The cemetery had been profoundly neglected—like virtually everything else near Dorohoi. A lowing cow wandered among tombstones swathed in nettles. Leslie spotted the first Solomon grave. Soon we found more—many those of people born after my grandfather had emigrated. It’s impossible to know whether these belonged to my relatives, but the Jewish community was never enormous (the county has about forty-five hundred Jewish graves), so it seemed plausible that these namesakes were my relatives. I put pebbles on some of the graves, following the Jewish tradition of placing a stone instead of laying flowers. I thought about these people who could have left but didn’t. We went into the funeral chapel, which was just a small barn with a Star of David on it, where we saw an old horse-drawn hearse.
One of the graves had an inscription memorializing the Solomons who had died “at the hands of Hitler”; many of those dead had first names familiar from my own extended family. A memorial at the center of the burial ground commemorates the five thousand Jews who were taken from the area, never to return. I heard Aunt Rose saying, “We were lucky to get out of there.” I had hoped she might not be entirely right: that this wellspring of my family would be at least picturesque, that I’d have a surprising sense of identification with the place. I didn’t know how despondent it would make me to imagine being trapped in what still looked like a reduced life, with none of the intellectual excitement of Bucharest anywhere apparent. I’ve reported from war zones and deprived societies for decades, but they have always seemed profoundly other, and this felt shockingly accessible. I could have been born here and lived and died like this.

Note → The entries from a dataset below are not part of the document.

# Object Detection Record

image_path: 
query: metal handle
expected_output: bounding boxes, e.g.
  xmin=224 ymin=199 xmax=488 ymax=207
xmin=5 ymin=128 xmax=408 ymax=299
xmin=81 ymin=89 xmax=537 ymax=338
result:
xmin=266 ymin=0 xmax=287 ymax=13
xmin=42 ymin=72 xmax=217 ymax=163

As we left, we passed five sour-cherry trees, tall at the edge of the cemetery, and we rushed over to pick their ripe fruit. The dark red juice stained my hands, and I wondered who in my family might have stood beneath these trees and relished the same taste, so sharp and so sweet. I thought of how my own children would have scarfed down those cherries if they had been with me. I suddenly understood that my forebears had been children, too, in their day—that this place had been visited not only by the old men with beards whom I’d pictured as my ancestors, but also by boys and girls who would have climbed the trees to reap the plenty of their upper branches.